The application of this tag to a tag content other than CBOR Undefined is left for further study.

Semantics

CBOR Maps make a distinction between an absent value and a key with a value of CBOR Undefined. CBOR Arrays don't make this distinction; the keyspace is assumed to be the sequence 0, 1, ..., LEN-1 with all keys present.

The CBOR absent tag allows one to indicate an absent CBOR Array index, with the same semantics as a key missing from a Map. The distinction may be useful in some environments (such as ECMAScript) but may not matter in others.

Example

The following ECMAScript array has two gaps in the middle:

var arr = [ 'foo', , , 'bar' ]

One possible CBOR encoding for the array uses CBOR Undefined (0xf7) to represent the gaps:

84                   -- Array of length 4
   63 66 6f 6f       -- Text string "foo"
   f7                -- Undefined
   f7                -- Undefined
   63 62 61 72       -- Text string "bar"

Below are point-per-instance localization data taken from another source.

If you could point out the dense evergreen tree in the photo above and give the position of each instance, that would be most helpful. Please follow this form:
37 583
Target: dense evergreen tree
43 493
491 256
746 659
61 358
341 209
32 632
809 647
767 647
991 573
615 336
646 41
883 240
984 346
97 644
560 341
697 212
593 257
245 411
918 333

The gaps are encoded as CBOR Undefined (0xf7). This encoding would decode back into the following ECMAScript array, with ECMAScript undefined values replacing the gaps:

[ 'foo', undefined, undefined, 'bar' ]

With the "absent" tag applied, the array could be encoded as:

84                   -- Array of length 4
   63 66 6f 6f       -- Text string "foo"
   d8 1f f7          -- Undefined tagged with 'absent' tag
   d8 1f f7          -- Undefined tagged with 'absent' tag
   63 62 61 72       -- Text string "bar"

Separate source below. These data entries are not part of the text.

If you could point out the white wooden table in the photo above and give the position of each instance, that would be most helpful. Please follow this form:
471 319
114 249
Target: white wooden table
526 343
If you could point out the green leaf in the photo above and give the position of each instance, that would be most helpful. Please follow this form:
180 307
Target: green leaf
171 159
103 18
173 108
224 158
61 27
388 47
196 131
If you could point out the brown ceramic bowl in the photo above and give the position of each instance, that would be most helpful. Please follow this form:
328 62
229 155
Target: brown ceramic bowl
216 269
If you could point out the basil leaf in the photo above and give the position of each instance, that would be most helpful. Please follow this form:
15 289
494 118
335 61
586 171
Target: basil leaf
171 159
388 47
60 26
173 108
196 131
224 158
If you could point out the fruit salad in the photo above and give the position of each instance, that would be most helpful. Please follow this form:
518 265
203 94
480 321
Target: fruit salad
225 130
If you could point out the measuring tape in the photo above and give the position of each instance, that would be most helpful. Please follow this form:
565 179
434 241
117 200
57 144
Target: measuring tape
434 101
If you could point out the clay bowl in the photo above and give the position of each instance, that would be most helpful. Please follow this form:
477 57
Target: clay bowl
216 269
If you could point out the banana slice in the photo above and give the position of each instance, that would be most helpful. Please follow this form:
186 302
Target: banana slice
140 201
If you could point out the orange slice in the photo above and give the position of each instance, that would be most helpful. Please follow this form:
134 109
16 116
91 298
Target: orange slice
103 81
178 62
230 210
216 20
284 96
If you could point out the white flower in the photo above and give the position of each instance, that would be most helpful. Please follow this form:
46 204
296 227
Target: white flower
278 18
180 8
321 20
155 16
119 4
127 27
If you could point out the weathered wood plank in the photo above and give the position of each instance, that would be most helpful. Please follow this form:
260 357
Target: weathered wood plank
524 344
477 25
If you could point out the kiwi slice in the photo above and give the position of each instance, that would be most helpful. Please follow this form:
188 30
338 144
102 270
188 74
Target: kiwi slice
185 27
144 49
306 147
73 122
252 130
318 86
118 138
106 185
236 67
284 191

If the decoder understood the tag, it would decode back into the original value containing the gaps.

Rationale

Some programming languages such as ECMAScript differentiate between an undefined value and an absent value. For example, consider the following ECMAScript arrays:

var arr1 = [ 'foo', , , 'bar' ];
var arr2 = [ 'foo', undefined, undefined, 'bar' ];

Both arrays have length 4. The first array has two absent values, at indices 1 and 2, while the second array has explicit ECMAScript undefined values in these indices. For the most part the two arrays behave the same; for example:

> print(arr1.length);
4

> print(arr2.length);
4

> print(arr1[1]);
undefined

> print(arr2[1]);
undefined

However, there are also differences:

// Gaps are not considered present.
> print(1 in arr1);
false

> print(1 in arr2);
true

// Key space has gaps.
> arr1.forEach(function (v, k) { print(k, v); });
0 foo
3 bar

> arr2.forEach(function (v, k) { print(k, v); });
0 foo
1 undefined
2 undefined
3 bar

In some situations it may be preferable to preserve the absent vs. undefined difference so that an encoded value can be decoded without loss of information. This allows, for example, better roundtripping of ECMAScript values.

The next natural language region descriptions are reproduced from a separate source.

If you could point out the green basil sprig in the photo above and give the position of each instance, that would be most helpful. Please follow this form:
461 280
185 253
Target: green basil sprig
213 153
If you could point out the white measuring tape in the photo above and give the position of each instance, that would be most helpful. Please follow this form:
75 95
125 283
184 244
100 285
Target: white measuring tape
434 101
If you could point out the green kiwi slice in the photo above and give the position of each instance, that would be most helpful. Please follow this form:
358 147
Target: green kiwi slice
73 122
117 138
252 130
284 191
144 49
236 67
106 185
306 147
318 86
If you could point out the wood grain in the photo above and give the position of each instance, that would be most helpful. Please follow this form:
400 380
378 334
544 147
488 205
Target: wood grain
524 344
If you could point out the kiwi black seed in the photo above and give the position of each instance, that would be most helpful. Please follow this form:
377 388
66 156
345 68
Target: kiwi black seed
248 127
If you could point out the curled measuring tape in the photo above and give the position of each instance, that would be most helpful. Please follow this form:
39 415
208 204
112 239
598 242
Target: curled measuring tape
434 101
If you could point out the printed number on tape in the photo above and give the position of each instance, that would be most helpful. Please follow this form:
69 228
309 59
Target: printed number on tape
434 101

A tag applied to CBOR Undefined (0xf7) seems to be the cleanest solution:

  • It is backwards compatible with no need to update encoders/decoders. Adding a new simple value would affect all encoders and decoders, which seems disproportionate because the semantic difference between absent and undefined only matters in certain environments.
  • When the tag is ignored, the ordinary CBOR Undefined semantics remain useful, and in many situations the lost information is not significant.

References

  • [1] C. Bormann and P. Hoffman. "Concise Binary Object Representation (CBOR)". RFC 7049, October 2013.